Community Mapping – Tool to fight Urban Poché

By: Nidhi Singh nee Batra, Senior Programme Officer, PRIA

Indian cities are in a state of flux, everyday transformations aiming towards plastering the cities for a global imageability, as well as the increasing need of urbanity, as a factor of livelihood, have resulted in hidden polarities in most cities. Some cities such as Mumbai, due to its density and need, have developed a spirit of adjustment and co-existence of this polarity, in the sense of its bare naked visibility, all the time. Delhi on the other hand has greater complexes. On one hand where Mumbai acts as a sponge, Delhi acts as an organism with psychological complexes. Such dichotomy has resulted in Delhi the phenomenon of an unknown apartheid. This urban apartheid is so well hidden in not just the planning moves, built fabric but also in the urban mind, which imagines the city of Delhi now in its new role playing of a global world class city. The fact that there exists a Delhi Within, articulates the twin, rather split personality of this organism. This Delhi within, is more often than not, neither mapped or planned, forming parcels of the Terra Incognitai1. This City Within the City is reality of most of our Indian Cities at present.

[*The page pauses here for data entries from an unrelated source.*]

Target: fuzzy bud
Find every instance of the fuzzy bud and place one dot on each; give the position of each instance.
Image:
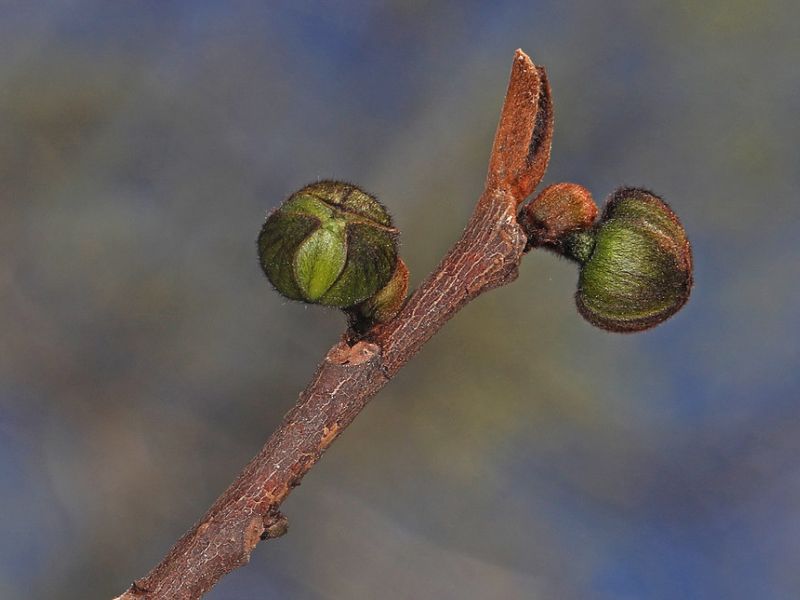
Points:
(330, 243)
(558, 211)
(638, 271)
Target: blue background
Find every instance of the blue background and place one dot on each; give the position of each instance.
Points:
(523, 454)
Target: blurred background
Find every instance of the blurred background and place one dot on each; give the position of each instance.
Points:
(144, 359)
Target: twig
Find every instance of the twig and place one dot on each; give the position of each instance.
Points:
(486, 256)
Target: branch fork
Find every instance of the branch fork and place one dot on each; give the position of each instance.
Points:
(487, 256)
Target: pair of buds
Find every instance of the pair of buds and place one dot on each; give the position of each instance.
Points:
(333, 244)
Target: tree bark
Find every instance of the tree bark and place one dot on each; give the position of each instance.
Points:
(487, 256)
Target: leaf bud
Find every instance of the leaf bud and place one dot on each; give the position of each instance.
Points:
(638, 271)
(330, 243)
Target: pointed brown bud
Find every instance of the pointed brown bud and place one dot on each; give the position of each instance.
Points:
(558, 211)
(638, 271)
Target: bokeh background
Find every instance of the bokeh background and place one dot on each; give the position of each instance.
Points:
(523, 454)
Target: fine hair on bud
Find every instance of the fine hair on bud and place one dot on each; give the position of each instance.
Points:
(329, 243)
(638, 272)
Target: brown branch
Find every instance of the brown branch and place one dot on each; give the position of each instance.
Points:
(486, 256)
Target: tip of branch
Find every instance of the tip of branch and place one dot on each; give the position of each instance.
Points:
(521, 148)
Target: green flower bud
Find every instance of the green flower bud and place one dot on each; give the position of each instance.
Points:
(330, 243)
(638, 272)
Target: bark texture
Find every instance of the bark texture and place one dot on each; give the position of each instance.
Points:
(487, 256)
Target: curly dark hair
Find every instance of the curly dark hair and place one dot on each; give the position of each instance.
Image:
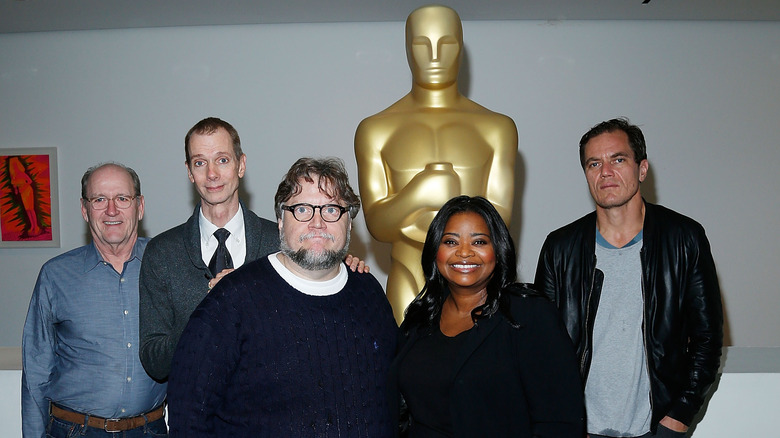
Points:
(425, 309)
(330, 175)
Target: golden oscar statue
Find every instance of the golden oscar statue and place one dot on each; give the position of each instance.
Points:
(430, 146)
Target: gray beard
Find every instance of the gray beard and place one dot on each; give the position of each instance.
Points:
(313, 261)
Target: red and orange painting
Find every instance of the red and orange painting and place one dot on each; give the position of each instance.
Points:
(26, 198)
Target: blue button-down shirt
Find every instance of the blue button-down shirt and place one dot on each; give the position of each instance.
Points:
(80, 342)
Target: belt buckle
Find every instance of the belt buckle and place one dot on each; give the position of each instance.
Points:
(115, 421)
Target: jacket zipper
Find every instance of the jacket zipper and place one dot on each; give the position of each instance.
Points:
(644, 329)
(586, 349)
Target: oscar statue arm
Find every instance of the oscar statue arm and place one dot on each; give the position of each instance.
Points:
(501, 178)
(394, 212)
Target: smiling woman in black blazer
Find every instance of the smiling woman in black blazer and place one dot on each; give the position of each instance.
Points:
(480, 355)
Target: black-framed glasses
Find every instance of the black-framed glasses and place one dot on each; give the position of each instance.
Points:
(305, 212)
(120, 201)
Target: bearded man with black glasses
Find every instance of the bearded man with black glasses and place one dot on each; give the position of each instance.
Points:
(293, 344)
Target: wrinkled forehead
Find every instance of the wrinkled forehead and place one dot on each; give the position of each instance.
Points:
(316, 187)
(110, 178)
(434, 23)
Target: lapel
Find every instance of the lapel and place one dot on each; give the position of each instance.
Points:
(479, 333)
(252, 233)
(483, 329)
(192, 241)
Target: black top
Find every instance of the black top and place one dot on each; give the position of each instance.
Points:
(425, 377)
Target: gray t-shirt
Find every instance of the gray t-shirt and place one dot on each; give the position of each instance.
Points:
(617, 391)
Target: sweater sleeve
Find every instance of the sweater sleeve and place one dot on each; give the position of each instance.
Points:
(156, 317)
(550, 375)
(203, 362)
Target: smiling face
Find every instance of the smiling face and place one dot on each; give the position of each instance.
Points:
(112, 227)
(434, 38)
(314, 245)
(612, 173)
(466, 258)
(214, 169)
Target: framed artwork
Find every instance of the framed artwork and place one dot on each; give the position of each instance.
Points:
(29, 215)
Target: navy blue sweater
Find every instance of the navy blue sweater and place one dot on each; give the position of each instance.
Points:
(259, 358)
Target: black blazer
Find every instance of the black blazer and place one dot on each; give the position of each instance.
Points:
(511, 382)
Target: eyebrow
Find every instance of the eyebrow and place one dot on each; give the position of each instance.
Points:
(615, 155)
(471, 234)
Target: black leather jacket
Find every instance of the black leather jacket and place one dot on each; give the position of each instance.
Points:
(683, 316)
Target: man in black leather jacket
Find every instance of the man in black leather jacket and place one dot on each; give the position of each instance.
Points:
(645, 315)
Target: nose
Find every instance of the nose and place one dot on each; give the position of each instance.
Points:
(211, 172)
(606, 170)
(316, 220)
(464, 250)
(111, 209)
(434, 51)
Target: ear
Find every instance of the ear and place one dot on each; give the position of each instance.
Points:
(189, 172)
(644, 166)
(241, 165)
(141, 206)
(84, 210)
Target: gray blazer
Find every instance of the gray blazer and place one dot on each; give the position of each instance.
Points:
(174, 280)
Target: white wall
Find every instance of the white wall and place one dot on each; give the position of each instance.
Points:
(707, 95)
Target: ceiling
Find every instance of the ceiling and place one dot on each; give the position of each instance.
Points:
(59, 15)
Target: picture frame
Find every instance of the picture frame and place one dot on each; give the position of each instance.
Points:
(29, 203)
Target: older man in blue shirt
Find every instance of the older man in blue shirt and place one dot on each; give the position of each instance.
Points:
(82, 375)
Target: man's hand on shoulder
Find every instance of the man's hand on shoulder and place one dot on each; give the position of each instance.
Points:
(674, 425)
(355, 264)
(213, 282)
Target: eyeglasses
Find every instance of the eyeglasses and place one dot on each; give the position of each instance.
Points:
(305, 212)
(120, 201)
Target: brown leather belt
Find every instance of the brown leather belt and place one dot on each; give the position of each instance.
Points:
(108, 424)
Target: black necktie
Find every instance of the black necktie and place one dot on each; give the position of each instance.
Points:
(221, 258)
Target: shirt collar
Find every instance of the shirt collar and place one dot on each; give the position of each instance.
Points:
(235, 225)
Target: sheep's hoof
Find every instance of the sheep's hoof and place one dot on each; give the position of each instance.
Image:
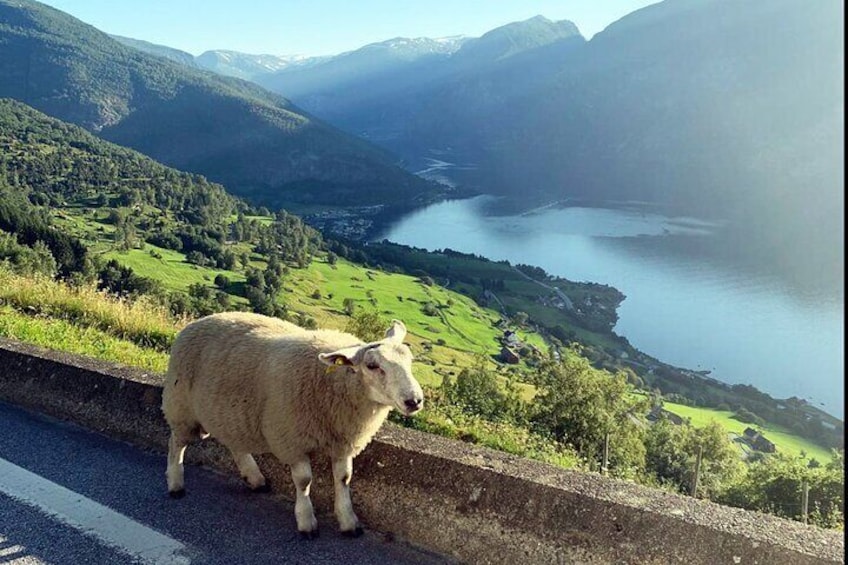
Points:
(354, 533)
(309, 535)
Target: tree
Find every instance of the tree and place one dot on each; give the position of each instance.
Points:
(671, 452)
(476, 392)
(349, 306)
(774, 484)
(579, 405)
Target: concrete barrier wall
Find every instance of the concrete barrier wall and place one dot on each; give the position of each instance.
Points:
(474, 504)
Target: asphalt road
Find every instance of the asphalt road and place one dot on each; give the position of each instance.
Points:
(70, 496)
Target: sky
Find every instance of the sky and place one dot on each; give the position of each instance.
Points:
(324, 27)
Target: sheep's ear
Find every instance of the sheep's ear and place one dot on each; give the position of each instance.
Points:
(397, 332)
(346, 356)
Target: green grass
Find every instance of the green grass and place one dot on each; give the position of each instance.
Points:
(782, 438)
(139, 322)
(172, 269)
(66, 336)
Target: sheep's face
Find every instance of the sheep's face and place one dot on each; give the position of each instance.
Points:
(387, 372)
(386, 369)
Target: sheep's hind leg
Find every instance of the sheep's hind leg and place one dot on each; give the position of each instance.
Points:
(307, 525)
(342, 473)
(250, 471)
(176, 451)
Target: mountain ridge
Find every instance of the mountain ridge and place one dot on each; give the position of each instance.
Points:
(255, 142)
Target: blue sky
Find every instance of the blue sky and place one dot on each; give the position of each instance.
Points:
(324, 27)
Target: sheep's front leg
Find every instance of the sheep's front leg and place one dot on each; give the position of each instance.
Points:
(250, 471)
(307, 525)
(342, 473)
(176, 450)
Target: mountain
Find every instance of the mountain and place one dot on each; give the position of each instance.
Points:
(712, 108)
(346, 78)
(250, 67)
(159, 50)
(254, 142)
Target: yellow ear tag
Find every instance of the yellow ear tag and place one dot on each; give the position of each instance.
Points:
(338, 362)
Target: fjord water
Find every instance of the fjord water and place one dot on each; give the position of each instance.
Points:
(691, 302)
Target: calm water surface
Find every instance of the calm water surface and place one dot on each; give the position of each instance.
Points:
(688, 303)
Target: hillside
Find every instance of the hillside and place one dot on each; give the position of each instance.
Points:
(162, 247)
(709, 108)
(231, 131)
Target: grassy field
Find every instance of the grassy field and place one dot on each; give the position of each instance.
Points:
(784, 440)
(171, 269)
(456, 332)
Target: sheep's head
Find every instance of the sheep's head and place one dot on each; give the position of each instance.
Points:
(386, 369)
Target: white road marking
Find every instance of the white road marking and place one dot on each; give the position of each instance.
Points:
(16, 554)
(91, 518)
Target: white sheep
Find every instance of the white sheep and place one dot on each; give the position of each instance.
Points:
(258, 384)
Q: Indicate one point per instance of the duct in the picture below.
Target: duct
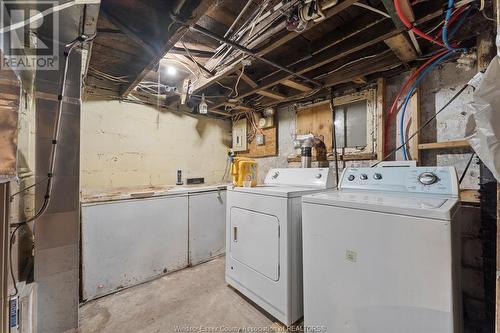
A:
(8, 139)
(485, 116)
(306, 143)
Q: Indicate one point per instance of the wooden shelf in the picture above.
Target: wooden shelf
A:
(444, 145)
(470, 197)
(347, 157)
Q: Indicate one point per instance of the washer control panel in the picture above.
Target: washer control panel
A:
(434, 180)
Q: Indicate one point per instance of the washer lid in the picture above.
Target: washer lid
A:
(418, 205)
(285, 191)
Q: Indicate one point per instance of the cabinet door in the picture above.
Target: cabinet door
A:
(131, 241)
(207, 223)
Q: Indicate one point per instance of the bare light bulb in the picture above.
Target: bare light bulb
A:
(203, 105)
(171, 71)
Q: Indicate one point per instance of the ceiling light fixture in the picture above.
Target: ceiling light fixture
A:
(171, 70)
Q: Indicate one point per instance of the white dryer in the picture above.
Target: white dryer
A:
(381, 254)
(264, 239)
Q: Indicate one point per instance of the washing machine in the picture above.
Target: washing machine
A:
(382, 254)
(264, 239)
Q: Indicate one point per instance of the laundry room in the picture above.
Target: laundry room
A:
(250, 166)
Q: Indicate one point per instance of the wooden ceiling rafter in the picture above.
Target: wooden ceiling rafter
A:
(275, 44)
(341, 50)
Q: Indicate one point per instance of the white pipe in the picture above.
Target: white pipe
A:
(375, 10)
(37, 16)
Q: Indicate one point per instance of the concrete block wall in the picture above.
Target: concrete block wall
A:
(133, 145)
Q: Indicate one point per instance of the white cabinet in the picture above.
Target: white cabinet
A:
(127, 242)
(207, 223)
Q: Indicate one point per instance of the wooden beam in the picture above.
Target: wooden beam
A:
(291, 35)
(381, 104)
(296, 85)
(360, 80)
(123, 27)
(248, 80)
(271, 94)
(402, 47)
(275, 43)
(408, 11)
(326, 57)
(444, 145)
(414, 126)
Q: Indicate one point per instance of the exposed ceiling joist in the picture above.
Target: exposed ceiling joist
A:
(274, 44)
(408, 11)
(296, 85)
(271, 94)
(402, 47)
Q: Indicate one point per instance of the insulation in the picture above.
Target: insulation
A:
(485, 111)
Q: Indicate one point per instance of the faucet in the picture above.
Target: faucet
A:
(306, 142)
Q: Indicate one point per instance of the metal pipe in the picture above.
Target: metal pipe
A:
(251, 53)
(334, 139)
(237, 19)
(57, 128)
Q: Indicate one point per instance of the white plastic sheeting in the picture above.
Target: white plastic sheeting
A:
(485, 111)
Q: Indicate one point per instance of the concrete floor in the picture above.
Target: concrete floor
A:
(196, 296)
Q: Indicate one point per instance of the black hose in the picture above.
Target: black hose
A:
(48, 191)
(466, 169)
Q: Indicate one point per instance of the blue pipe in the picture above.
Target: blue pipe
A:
(410, 93)
(444, 34)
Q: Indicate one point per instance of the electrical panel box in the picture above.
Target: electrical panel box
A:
(240, 135)
(260, 139)
(23, 309)
(266, 122)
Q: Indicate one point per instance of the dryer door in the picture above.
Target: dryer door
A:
(255, 241)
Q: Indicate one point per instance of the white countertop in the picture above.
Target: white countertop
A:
(92, 196)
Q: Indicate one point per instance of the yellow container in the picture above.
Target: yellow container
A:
(244, 172)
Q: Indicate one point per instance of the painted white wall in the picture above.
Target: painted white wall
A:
(131, 145)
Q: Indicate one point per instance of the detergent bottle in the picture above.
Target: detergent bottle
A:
(244, 172)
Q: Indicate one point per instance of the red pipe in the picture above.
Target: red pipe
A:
(410, 26)
(407, 83)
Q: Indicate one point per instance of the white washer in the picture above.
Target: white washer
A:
(381, 254)
(264, 239)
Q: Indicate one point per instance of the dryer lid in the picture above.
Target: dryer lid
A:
(418, 205)
(310, 177)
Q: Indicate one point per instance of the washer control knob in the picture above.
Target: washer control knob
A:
(427, 178)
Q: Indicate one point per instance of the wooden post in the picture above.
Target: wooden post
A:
(381, 118)
(415, 124)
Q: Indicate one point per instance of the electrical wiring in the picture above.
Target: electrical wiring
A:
(407, 83)
(373, 9)
(119, 79)
(444, 34)
(53, 151)
(423, 126)
(412, 90)
(451, 16)
(352, 62)
(410, 25)
(238, 81)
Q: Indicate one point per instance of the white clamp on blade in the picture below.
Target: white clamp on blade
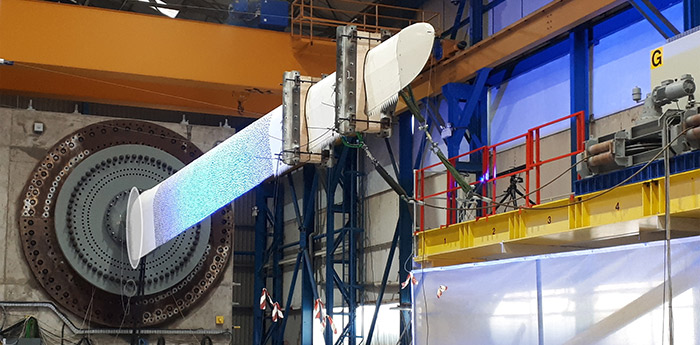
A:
(394, 64)
(140, 229)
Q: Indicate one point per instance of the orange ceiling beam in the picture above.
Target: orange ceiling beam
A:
(97, 55)
(523, 36)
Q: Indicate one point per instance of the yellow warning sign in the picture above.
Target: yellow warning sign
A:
(657, 57)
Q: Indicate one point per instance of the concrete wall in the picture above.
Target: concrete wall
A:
(20, 150)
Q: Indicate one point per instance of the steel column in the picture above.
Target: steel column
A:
(261, 198)
(342, 250)
(458, 18)
(654, 16)
(405, 222)
(308, 283)
(476, 28)
(276, 252)
(579, 62)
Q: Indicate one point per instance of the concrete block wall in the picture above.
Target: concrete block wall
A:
(20, 150)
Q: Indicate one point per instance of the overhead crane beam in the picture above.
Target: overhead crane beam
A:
(526, 34)
(97, 55)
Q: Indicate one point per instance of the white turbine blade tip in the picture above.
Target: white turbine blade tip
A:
(394, 64)
(134, 228)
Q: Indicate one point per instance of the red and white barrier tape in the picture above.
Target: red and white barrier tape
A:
(265, 298)
(409, 279)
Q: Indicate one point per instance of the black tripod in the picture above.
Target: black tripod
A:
(512, 193)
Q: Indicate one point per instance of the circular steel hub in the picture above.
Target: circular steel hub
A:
(73, 231)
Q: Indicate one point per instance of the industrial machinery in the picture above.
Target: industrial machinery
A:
(644, 140)
(306, 125)
(72, 227)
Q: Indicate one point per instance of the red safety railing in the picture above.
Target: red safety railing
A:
(533, 164)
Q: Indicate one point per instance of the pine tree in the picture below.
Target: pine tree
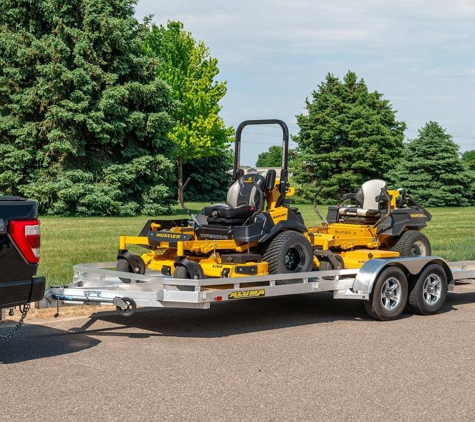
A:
(432, 171)
(83, 119)
(348, 136)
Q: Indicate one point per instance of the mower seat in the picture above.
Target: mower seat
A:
(242, 201)
(367, 206)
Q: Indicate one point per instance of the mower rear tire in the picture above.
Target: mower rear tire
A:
(182, 272)
(124, 266)
(412, 243)
(288, 252)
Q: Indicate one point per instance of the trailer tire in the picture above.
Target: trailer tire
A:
(288, 252)
(124, 265)
(412, 243)
(389, 296)
(429, 292)
(130, 309)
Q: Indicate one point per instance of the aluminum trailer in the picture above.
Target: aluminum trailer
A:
(385, 286)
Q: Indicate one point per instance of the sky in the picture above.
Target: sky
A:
(420, 54)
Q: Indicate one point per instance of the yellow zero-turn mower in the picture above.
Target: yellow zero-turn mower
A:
(381, 224)
(256, 232)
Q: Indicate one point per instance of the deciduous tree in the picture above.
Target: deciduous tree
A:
(189, 69)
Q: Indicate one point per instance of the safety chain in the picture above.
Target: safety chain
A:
(23, 311)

 One needs to therefore begin at recognition of this interiority in the external perception of the city, which has resulted in a technique and a habit of poché. Poché emerges as a basic human tendency that perceives the world in terms of conceptual pairs: black and white, interior and exterior, solid and void, public and private, clean and dirty, moral and immoral, and so on. Tendency also remains to enforce an order to the urban poché, since the hidden often has an intrinsic mystery, fear of the unknown, to the outside. Most of our cities, our municipalities do not even have a valid list of urban slums, leave together a correct map through would reflect about their living conditions. Our city plans often leave slum areas as black blobs with no details, not even roads and footpaths to recognize their physical existence. As a result, these settlements are out of the ‘public memory’ and vulnerable of being wiped out of our city maps completely.

 But, the approach should not be to ‘expose’ the interior urbanity for the exterior shell, but rather to form unconditional relationships and interaction between the two, wherein the recognition of each other existence is present, as well as appropriate unthreatened interaction is encouraged. It is a method of an inclusive relationship. This inclusivity is not to blur boundaries and differences, but to celebrate the same by both realities.

 ‘Writing’, according to Derrida, has always been assumed as a sophisticated form of communication: a derivative of speech and thought and an instrument for its dissemination. Similar is for mapping. Cognitive mapping of areas/precincts reveal the hidden dichotomy in urban morphologies of the city, with terra incognita in blackened blobs, with no relevance and memory. The need as I hypothesize here is to re-vision by a tool that would forms an accessible, visible, responsive continuum between the interior/ poché and the exterior. This tool of re-appropriating is directed towards, Anamorphosis of Terra Incognita 2 .

Map Kibera is a local youth map of informal settlements in Nairobi, Kenya. It raises awareness about the scope and scale of the urban poor’s living conditions, in addition to improving the figurative visibility. This mapping exercise is an effort to locate and count the population living in these areas and also map the lack of basic services in these settlements. For more information see http://mapkibera.org/

 

SPARC and PRIA in the month of November initiated a similar drive of mapping, led by the community in the slums of Raipur and Patna. Members of Mahila Milan and National Slum Dwellers Foundation reached out to the slum dwellers, with their own experience and shared the benefits of mapping. Community got engaged in drawing a map of their locality, they numbered each house and marked the existing services. This map is the first source of power and strength that the community has created by themselves, towards upgradaing their own locality. PRIA is now initiating community led slum redevelopment projects in one slum of Raipur and one slum of Bihar, using similar techniques as exhibited by Mahila Milan and NSDF members.ImageImage

 Community Map- Slums of Raipur- Nov 2011

 The hypothesis is also in the contention of anamorphosis of the un-used, un-mapped, redundant, latent urban resources, lies in belief that the essentiality calls for a perception of areas, acknowledging the interior and exterior urbanity of every locale. This acknowledgment of each resource/area of a city, to have its own intrinsic value and power of place, can permit the need for co-existence and enjoyment of different spatialities. It is their recognition, in the technique of mapping which can help in understanding this City Within, that most often than not gets marking impressions as blobs of waste lands in our urban maps. To explore how this tool of re-visioning and re-perceiving a precinct can guide the process of giving a cognizance to the darkened interiority, and reinstating its linkages to the urban humdrum

 1 Terra incognita (Latin “unknown land,” with incognita stressed on its second syllable in Latin, but with variation in pronunciation in English) is a term used in cartography for regions that have not been mapped or documented 2 Anamorphosis is a distorted projection or perspective requiring the viewer to use special devices or occupy a specific vantage point to reconstitute the image. “Ana – morphosis” comes from the Greek words meaning “formed again.”